Read “Five keys to better understanding the crisis in Haiti”

The United States evacuated some of its embassy staff and reinforced the teams responsible for its security. “The increase in gang violence in the neighborhoods near the American embassy and the airport has led the State Department to decide to proceed with the departure of additional agents,” a diplomatic spokesperson said on Sunday. American.

Germany announced a similar move. “Due to the very tense security situation in Haiti, the German ambassador and the permanent representative in Port-au-Prince left today for the Dominican Republic with representatives of the EU delegation,” said a ministry spokesperson said, adding that they would work from the Dominican Republic “until further notice.”

Port-au-Prince is the scene of clashes between police and armed gangs, who attack strategic sites, including the presidential palace, police stations and prisons.

And this in the absence of Prime Minister Ariel Henry, whose resignation they are demanding, just like part of the population.

It is “a city under siege,” warned Philippe Branchat, the head for Haiti of the International Organization for Migration (IOM), on Saturday.

“We lost all our property, everything we owned. We are losing our families,” Reginald Bristol, a resident of Port-au-Prince, told AFP.

The authorities declared a state of emergency a week ago in the West department, which includes the capital, and established a nighttime curfew.

Faced with the new outbreak of violence, the Caribbean Community (Caricom) invited representatives of the United States, France, Canada and the UN to an emergency meeting on Monday in Jamaica.

PHOTO SIMON MAINA, AGENCE FRANCE-PRESSE ARCHIVES

Prime Minister Ariel Henry is stuck outside the country.

International response

The UN Security Council agreed months ago to send a Kenyan-led multinational mission to help Haitian police, but its deployment is sorely overdue.

The Haitian Prime Minister signed an agreement in Nairobi at the beginning of March to allow the sending of Kenyan police officers, and has since sought to return to Haiti.
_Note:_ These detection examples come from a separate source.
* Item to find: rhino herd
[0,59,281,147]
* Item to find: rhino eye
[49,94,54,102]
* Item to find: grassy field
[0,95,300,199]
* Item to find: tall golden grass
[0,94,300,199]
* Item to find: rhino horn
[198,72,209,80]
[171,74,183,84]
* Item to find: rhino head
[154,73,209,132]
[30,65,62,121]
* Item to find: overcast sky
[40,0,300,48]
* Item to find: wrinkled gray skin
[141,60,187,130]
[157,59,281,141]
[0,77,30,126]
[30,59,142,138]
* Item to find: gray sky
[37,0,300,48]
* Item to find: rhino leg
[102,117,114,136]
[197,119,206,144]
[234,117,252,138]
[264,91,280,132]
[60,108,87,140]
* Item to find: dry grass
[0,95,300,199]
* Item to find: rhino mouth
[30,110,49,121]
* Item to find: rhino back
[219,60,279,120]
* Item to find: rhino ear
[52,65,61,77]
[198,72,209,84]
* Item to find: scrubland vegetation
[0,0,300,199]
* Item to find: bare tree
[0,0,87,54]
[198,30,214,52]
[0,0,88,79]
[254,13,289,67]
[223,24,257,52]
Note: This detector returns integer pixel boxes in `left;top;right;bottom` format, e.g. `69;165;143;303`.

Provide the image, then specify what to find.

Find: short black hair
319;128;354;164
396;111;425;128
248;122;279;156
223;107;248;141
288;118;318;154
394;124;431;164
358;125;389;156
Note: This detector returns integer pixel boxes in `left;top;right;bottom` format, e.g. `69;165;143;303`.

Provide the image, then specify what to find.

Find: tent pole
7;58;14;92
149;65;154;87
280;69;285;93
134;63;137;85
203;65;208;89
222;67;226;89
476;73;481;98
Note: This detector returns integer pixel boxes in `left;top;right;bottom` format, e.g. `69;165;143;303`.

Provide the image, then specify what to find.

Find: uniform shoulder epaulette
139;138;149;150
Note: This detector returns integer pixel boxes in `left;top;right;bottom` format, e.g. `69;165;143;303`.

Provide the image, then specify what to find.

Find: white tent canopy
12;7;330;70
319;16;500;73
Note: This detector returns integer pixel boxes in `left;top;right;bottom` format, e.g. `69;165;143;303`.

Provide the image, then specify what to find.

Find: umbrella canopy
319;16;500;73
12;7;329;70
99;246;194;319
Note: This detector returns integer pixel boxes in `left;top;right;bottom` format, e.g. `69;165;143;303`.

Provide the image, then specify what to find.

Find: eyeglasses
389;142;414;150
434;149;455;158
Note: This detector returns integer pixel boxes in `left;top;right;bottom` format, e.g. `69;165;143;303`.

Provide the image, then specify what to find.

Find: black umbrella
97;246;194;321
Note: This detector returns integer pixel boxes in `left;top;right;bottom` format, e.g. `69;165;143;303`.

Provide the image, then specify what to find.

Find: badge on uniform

At last news, he was still stuck in Puerto Rico, an American territory in the Caribbean.

The head of American diplomacy and the president of Kenya spoke about the ongoing crisis and “underlined their unwavering commitment to the deployment of a multinational security support mission” to “create the necessary security conditions to the holding of free and fair elections,” a State Department spokesperson said Saturday.

Haiti, without a president or parliament, has not had an election since 2016 and Ariel Henry, appointed by President Jovenel Moïse just before his assassination in 2021, should have left office in early February.

Closed administrations

Due to the ongoing violence in the capital, the United States Embassy will restrict its activities, the State Department spokesperson said.

The evacuation of part of its staff took place during the night from Saturday to Sunday by helicopter, according to residents of the neighborhood.

PHOTO RALPH TEDY EROL, REUTERS

People flee violence around their homes with their belongings on March 9 in Port-au-Prince.

“All evacuated personnel work for the US government,” a US official said, adding that “security officers were transported to Port-au-Prince to reinforce embassy security.”

The capital’s administrations and schools have been closed for several days, and the airport and port are no longer operating, raising fears of a collapse in supplies for the population of the poorest country in the Americas.

Access to care is severely compromised, with “hospitals which have been attacked by gangs and which have had to evacuate medical staff and patients, including newborns”, according to the IOM.

Pope Francis said on Sunday he was following this “serious crisis” “with concern and pain” and called on all parties to work for peace.

According to the IOM, 362,000 people – more than half of whom are children – are currently displaced in Haiti, a figure which has jumped 15% since the start of the year.

“Since last night we haven’t been able to sleep. We are fleeing, me with my personal belongings placed on my head, without knowing where to go,” Filienne Setoute, a contract civil servant, who had to leave her house, told AFP.

Small sign of hope: five people kidnapped in February in Port-au-Prince, including four religious, have been released, their Catholic congregation announced on Sunday, calling for the release of two other religious held.

Release of religious people kidnapped in February

Five people kidnapped in February in Port-au-Prince, including four religious, were released, their Catholic congregation announced on Sunday, in a context of increased violence by armed gangs in the capital of Haiti.

“The Congregation of the Brothers of the Sacred Heart […] is relieved by the release of four of its members and a collaborator held hostage since February 23,” she wrote in a press release.

“The fight is not over, because the brothers Pierre Isaac Valméus and Adam Montclaison are still deprived of their freedom,” she continues.

The six religious were kidnapped on February 23 in Port-au-Prince, where such acts have become commonplace.

A ransom demand had been made after their kidnapping, AFP learned from a source close to the congregation.